Any thoughts on “WAP” by Cardi B and Megan Thee Stallion and the media's reaction? — James, Liverpool
What’s not to like? I’m definitely a Cardi B fan, and while I’ve always found Megan a little macho, her recent assault experience has focused her mind considerably. So if these two established female rappers, a welcome and uncommon thing in itself, want to turn generations of big-dick mythos inside out, I say both yum and more power to them. As for media reaction, I don’t know what’s happening in the U.K. but nobody I take seriously over here has complained enough to get my attention (although it’s true that I ignore ignoramuses so steadfastly that “media reaction” often escapes my attention altogether). Your question did, however, remind me to watch the video, which I did with pleasure four-five times: witty, visually deft, and definitely sexy despite and sometimes because of its inevitable exaggerations—loved the big cats. I must add, however, that logocentric as I am I continue to find City Girls’ “Pussy Talk” sexier. Should no doubt check out the video on that one too. (P.S. Just did—waste of time.)
Hello, very much appreciate you Bob but this question is for Carola. I’m interested to know what brought you to select Madonna’s Immaculate Collection in your recent list for Rolling Stone’s 500. I ask because it indicates a change in opinion since the letter you wrote in 1992 for Ann Powers and Evelyn McDonnell. I won’t quote the letter because I don’t want to misrepresent it and I understand it covers more than just Madonna, but I’m curious to know the motivations for your selection and what, if anything, changed your mind on her. — James Kean, Liverpool U.K.

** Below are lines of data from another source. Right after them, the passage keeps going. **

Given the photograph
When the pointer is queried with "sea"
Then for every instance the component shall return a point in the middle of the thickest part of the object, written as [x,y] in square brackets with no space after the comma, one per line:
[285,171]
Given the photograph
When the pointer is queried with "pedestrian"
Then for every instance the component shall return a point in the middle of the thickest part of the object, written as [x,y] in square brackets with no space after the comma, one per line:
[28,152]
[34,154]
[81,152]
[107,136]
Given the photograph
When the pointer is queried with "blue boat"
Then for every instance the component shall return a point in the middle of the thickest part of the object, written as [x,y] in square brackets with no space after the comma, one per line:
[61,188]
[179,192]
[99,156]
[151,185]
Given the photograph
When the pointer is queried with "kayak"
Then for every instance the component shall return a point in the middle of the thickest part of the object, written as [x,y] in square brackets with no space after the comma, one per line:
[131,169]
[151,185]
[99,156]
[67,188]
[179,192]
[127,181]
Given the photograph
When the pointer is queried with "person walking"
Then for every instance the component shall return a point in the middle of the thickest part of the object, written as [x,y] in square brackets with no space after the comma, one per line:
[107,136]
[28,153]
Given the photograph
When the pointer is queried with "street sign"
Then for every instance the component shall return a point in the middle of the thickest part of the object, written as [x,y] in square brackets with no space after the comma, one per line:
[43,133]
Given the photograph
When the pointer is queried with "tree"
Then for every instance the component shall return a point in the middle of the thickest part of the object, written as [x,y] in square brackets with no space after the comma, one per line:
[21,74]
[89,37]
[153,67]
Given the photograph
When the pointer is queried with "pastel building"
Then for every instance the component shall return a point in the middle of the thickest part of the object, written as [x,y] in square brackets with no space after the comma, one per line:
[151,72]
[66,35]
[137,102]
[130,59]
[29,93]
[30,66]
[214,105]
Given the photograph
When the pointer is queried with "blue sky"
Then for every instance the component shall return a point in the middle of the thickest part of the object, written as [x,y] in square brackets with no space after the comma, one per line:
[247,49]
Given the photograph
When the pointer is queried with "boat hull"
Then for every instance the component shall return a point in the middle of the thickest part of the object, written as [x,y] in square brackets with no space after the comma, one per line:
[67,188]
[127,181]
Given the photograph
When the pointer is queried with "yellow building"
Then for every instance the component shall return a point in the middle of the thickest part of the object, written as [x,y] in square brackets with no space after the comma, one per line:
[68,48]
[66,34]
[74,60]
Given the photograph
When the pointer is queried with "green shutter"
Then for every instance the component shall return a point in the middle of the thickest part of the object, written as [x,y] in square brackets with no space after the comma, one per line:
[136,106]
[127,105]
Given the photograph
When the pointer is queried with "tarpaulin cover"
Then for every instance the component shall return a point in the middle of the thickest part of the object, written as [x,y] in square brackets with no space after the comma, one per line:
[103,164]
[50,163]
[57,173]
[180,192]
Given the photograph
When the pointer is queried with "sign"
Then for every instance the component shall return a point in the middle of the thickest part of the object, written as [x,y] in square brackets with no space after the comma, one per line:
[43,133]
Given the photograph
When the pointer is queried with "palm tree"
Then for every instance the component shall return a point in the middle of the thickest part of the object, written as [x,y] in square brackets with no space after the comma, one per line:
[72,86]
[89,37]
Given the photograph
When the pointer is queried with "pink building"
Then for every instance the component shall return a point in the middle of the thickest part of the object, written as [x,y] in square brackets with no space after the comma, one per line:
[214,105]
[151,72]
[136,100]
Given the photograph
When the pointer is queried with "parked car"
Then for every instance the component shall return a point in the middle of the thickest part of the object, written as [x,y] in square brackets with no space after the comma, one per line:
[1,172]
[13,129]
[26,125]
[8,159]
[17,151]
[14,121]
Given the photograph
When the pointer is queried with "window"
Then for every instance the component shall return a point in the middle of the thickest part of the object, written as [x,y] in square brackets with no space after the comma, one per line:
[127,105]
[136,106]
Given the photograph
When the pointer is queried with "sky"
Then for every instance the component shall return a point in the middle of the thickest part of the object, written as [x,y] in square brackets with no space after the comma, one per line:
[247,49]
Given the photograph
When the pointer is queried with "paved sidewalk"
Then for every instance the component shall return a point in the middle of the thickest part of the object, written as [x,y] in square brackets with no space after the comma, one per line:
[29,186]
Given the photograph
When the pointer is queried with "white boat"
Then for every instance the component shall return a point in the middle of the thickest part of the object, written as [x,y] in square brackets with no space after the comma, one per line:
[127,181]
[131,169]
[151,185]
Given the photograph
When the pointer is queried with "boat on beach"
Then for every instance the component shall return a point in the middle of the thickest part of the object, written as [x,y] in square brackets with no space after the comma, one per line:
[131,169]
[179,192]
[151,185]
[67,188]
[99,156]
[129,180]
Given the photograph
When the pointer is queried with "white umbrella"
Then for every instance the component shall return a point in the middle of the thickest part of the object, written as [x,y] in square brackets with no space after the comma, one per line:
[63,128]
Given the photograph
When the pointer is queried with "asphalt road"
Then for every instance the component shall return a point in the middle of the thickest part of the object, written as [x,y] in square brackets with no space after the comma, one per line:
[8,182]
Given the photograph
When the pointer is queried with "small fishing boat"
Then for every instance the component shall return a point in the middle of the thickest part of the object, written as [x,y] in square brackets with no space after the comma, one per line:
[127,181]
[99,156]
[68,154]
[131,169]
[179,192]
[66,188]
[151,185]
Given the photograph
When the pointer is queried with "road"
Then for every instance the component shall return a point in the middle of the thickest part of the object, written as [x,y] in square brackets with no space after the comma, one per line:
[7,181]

Carola Dibbell writes: Thanks for noticing things I said so long ago about Madonna. My daughter, a big fan even as a toddler (when she called Madonna “Mmm”), eventually won me over. While I’ve never considered Madonna a feminist hero, I’ve come to savor many of her songs—and yeah, that’s a lot about the beats, the arrangements, but whether she’s doing baby talk or throaty woman she does own them. While I pondered your question, Bob put on Immaculate Collection. “Holiday” opened and everything else stopped—the track had me with Jellybean Martinez’s 30-second intro before Madonna opened her mouth. Then there were “Cherish,” “Vogue,” “Live to Tell”—but not “Deeper and Deeper,” a favorite of mine from Erotica, which came out two years after the compilation.